Тронулись в белой тьме почти на ощупь. Видимость нулевая. Густой липкий снег низвергался плотной стеной, которую время от времени вдруг относило серым покрывалом в сторону, и тогда на обочине пустынной заледеневшей трассы мелькали то закутанные белым  настом  унылые строения, то забитые снежным месивом деревья…
— Да, а желание-то какое? — спохватился водитель.
— Спойте песню про Кольку Снегирёва.
— А вы что, из Горного Алтая? — сразу встрепенулся он.
— Нет, с Дальнего Востока. Когда-то, в детстве, я жила в Усть-Коксе. Мама родом оттуда.
— О, это далеко, восемьсот километров от Бийска по Чуйскому тракту, несколько перевалов надо одолеть, — сказал таксист. — Один Симинский чего стоит. Высота такая, что мотора не слышно, и уши, как в самолёте, закладывает. Опасная, страшная  дорога. Сколько там шоферов полегло! Водитель призадумался, помолчал.
— Только певец-то я никудышный. Ну, если обещал, попробую:

Есть по Чуйскому тракту дорога,
Много ездит по ней шоферов.
Но один был отчаянный шофер,
Звали Колька его Снегирёв...

Пропев первый куплет, таксист сконфужено замолчал. 
— А дальше?
— Дальше запамятовал. Брат задушевно её поёт, особенно когда примет за воротник...
Словоохотливый водитель что-то ещё говорил и говорил, а я была уже далеко-далеко, в детстве. Мама, тоскуя о родине, часто пела эту песню о Чуйском тракте, о любви отчаянного шофёра к девушке-водителю.
— Скажите, а далеко отсюда до Горного Алтая?
— Если на  авто, как у меня, — часов шесть.
— И сколько будет стоить?
— Тысяч семь-восемь, если до Телецкого озера, например. По осени одного американца туда возил. Так он глаз не мог оторвать от такой красотищи! Всё охал, вертел головой и щёлкал пальцами: гуд, гуд, вери гуд... Три дня его ждал, пока налюбуется. Ещё шесть тысяч. И обратно сюда, в аэропорт, столько же.
Мы переглянулись и примолкли, повергнутые в изумление, потому что, увы, не американцы.
На другой день, встретившись с профессором из Горного Алтая, я задала тот же вопрос.

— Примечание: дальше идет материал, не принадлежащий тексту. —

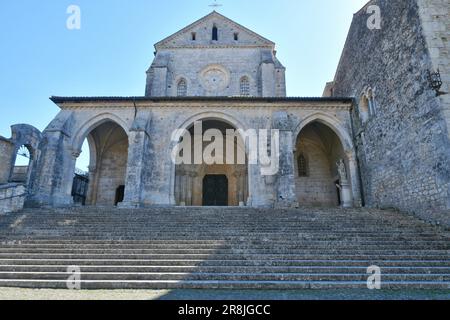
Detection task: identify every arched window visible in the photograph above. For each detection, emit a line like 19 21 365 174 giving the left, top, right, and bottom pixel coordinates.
239 77 250 97
359 94 369 123
212 25 219 41
297 153 308 177
177 79 187 97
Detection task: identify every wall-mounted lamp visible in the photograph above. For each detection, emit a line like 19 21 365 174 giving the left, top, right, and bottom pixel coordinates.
428 69 446 96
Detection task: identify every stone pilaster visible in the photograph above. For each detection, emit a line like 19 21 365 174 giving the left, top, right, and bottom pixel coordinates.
26 111 74 207
273 111 297 207
120 111 152 208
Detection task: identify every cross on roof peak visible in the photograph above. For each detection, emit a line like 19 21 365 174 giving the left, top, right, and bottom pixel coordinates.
209 0 223 11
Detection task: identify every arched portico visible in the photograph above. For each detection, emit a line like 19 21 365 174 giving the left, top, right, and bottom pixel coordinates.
293 113 361 206
171 112 249 206
72 114 129 206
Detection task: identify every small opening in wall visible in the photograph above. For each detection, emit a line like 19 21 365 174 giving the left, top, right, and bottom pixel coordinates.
212 25 219 41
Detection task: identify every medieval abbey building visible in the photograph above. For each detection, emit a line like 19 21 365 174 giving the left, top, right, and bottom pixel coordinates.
0 0 450 223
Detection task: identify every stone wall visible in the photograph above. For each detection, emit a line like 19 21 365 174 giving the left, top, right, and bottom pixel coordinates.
146 12 286 97
0 183 26 214
333 0 450 225
0 137 14 184
37 98 360 207
417 0 450 139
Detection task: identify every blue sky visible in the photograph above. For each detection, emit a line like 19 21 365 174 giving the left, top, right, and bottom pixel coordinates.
0 0 367 169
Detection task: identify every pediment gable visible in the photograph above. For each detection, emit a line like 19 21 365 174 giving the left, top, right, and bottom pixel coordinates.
155 11 275 50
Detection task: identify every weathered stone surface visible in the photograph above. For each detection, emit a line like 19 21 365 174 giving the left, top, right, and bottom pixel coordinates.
333 0 450 225
146 12 286 97
0 183 27 215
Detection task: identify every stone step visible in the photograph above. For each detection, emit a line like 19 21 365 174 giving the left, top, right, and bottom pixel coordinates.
0 272 450 285
0 241 450 253
0 244 450 254
0 279 450 290
0 257 450 268
0 251 449 260
0 208 450 289
0 265 450 274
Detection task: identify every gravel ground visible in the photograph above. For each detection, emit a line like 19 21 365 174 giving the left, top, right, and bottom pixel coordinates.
0 288 450 300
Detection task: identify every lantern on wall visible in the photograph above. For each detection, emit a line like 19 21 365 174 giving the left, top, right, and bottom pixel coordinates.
428 69 445 96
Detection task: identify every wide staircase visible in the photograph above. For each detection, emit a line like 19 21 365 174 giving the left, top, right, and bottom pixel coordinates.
0 207 450 290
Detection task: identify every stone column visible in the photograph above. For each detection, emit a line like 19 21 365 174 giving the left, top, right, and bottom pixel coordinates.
347 155 362 207
273 111 298 208
86 166 98 205
0 137 14 184
336 160 353 208
26 132 75 207
120 111 152 208
178 169 187 207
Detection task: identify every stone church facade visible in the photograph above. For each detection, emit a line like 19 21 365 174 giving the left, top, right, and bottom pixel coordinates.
0 0 450 228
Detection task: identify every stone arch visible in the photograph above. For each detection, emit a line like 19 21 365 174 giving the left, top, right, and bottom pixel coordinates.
72 113 129 152
72 113 130 206
293 112 361 206
170 111 249 205
293 112 354 153
9 124 42 185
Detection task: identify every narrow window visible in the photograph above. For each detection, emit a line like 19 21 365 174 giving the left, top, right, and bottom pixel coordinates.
212 26 219 41
297 153 308 177
177 79 187 97
240 77 250 97
359 94 369 123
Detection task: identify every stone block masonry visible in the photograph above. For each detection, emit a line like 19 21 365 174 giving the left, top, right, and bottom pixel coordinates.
333 0 450 225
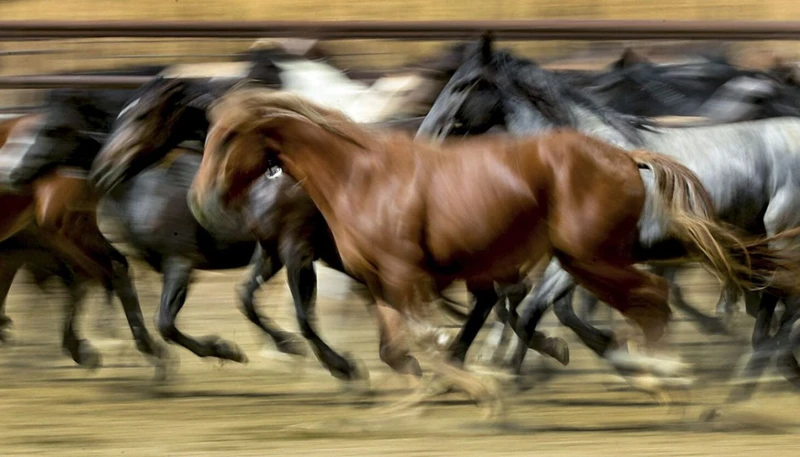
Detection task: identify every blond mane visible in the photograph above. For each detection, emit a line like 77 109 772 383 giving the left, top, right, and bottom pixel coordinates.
209 82 368 149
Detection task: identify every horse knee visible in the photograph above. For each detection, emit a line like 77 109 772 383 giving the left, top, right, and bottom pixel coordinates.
379 344 422 376
156 316 175 341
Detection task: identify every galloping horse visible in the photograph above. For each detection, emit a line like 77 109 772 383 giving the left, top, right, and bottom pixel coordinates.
0 113 164 374
91 79 568 379
189 88 797 410
418 38 800 400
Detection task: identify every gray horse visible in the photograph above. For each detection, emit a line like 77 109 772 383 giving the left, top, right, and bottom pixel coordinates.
418 37 800 400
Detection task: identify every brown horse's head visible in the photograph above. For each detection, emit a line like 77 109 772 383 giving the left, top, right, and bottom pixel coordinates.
90 77 208 192
188 86 363 235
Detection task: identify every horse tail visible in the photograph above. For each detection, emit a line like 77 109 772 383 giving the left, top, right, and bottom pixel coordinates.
631 150 800 293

— Автобусом добираемся примерно часов пять-шесть до Бийска, а там уже по Чуйскому тракту автостопом или экспрессом.  За сколько  — до Бийска? За сто семьдесят рублей.
Ай да таксист! Ну и жук! Дурит американцев, и соотечественников не прочь облапошить.
Красавица метель отплясывала ещё несколько дней. Город изнемогал от снежного плена. Снеговые горы на площади перед гостиницей росли как по волшебству. Городские службы работали днём и ночью. Им, в отличие от меня, снежные барханы не казались сказочно привлекательными. Увы, всё в этом мире относительно.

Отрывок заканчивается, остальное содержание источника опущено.